Acababa de erguirse, y con la mano extendida y espantada voz, añadió:

—¡Allí…, allí…!

Todas las miradas se dirigieron al punto indicado por el señor Patterson, que gritaba:

—¡Allí está! ¡Yo la veo! ¡La veo…!

En efecto, de una de las ramas bajas de un árbol pendía el cuerpo de un trigonocéfalo de gran tamaño; los ojos aún brillantes, la lengua fuera, pero inmóvil, sujeta solamente por la cola y sin dar señales de vida.

Decididamente, el bastonazo del señor Patterson había sido un feliz golpe, y preciso era que él lo hubiera asestado con extraordinario vigor para que matase a un reptil de aquel tamaño. Después de tan violento golpe, el señor Patterson ignoraba lo que había acontecido, ya que cayó desvanecido al pie del árbol.

Por esto no fue menos felicitado el triunfador, y a nadie extrañará que se quisiera llevar el objeto de su triunfo a bordo del Alerta, con la intención de hacerlo disecar en una de las próximas escalas.

John Howard, Magnus Anders y Niels Harboe llevarón la serpiente al claro, donde los turistas repararon sus fuerzas y bebieron a la salud del señor Patterson. Luego visitaron el istmo, y tres horas después volvían a subir al coche, colocando en él la serpiente, y regresaron a San Pedro, adonde llegaron a las ocho de la noche.

Cuando los pasajeros embarcaron, John Carpenter y Corty hicieron izar a bordo al soberbio reptil, sobre el cual el señor Patterson no cesaba de arrojar miradas de espanto y de satisfacción. ¡Qué relato de la peligrosa aventura haría a su esposa, y qué puesto de honor se reservaría en la biblioteca de la «Antilian School» a aquella notable y aterradora muestra de los trigonocéfalos de la Martinica!

Después de un día tan aprovechado —dies notanda Ipillo, como dice Horacio—, no había cosa mejor que comer bien y dormir hasta la hora de la partida.

Y así se hizo. Sin embargo, antes de retirarse a su camarote, Tony Renault llamó aparte a sus compañeros, para decirles, procurando no ser oído por el señor Patterson:

—¡Eh! ¡Es gracioso esto!

—¿Qué es gracioso? —preguntó Hubert Perkins.

—EL descubrimiento que acabo de hacer.

—¿Y qué has descubierto?

—Que no será preciso hacer disecar la serpiente del señor Patterson.

—¿Por qué?

—Porque ya lo está.

Nada más cierto, en verdad.
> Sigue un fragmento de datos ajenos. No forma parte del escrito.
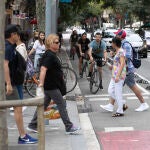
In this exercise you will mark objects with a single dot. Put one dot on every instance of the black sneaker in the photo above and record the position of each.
(80, 74)
(32, 129)
(101, 86)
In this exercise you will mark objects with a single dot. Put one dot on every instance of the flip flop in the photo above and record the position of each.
(117, 115)
(125, 107)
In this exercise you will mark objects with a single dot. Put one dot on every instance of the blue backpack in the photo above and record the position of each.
(136, 59)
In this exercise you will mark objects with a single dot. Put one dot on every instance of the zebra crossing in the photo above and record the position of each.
(105, 97)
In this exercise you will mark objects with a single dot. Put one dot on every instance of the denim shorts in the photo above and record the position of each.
(129, 80)
(14, 95)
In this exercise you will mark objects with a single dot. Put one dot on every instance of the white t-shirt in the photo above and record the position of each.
(38, 47)
(22, 50)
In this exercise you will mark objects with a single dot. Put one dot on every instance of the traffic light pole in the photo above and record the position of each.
(51, 17)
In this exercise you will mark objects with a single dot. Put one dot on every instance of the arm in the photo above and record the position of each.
(7, 78)
(122, 63)
(32, 51)
(42, 75)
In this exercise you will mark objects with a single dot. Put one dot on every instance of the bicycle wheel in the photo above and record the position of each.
(30, 84)
(94, 82)
(85, 69)
(70, 78)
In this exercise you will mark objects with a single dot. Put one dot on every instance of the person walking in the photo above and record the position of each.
(129, 81)
(51, 78)
(83, 45)
(38, 48)
(11, 36)
(97, 51)
(118, 76)
(21, 48)
(73, 42)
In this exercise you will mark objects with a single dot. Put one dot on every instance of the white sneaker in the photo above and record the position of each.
(142, 107)
(109, 107)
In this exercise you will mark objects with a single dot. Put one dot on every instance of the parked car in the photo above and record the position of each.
(107, 36)
(138, 44)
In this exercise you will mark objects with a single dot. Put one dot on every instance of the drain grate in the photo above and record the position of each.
(86, 108)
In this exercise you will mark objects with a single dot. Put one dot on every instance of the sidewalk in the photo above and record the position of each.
(55, 136)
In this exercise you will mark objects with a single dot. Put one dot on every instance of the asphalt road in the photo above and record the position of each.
(133, 126)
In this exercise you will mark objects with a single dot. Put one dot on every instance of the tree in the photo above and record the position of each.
(3, 125)
(40, 14)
Aquella serpiente era un trofeo de caza arrollado a las ramas de un árbol, junto a la cabaña. ¡El intrépido señor Patterson había matado una serpiente… que ya estaba muerta!

Pero se convino en que se fingiría que se la disecaba en Santa Lucía, para no disgustar al excelente hombre y dejarle la satisfacción de su victoria.

Al siguiente día, al amanecer, el Alerta levó anclas, y antes de que terminase la mañana los pasajeros habían perdido de vista las alturas de la isla.

Se ha dicho que la Martinica es «el país de los que vuelven», porque se tiene siempre el deseo de volver a ella, y tal vez alguno de los estudiantes pensaba en ello, sin sospechar la suerte que les aguardaba a todos.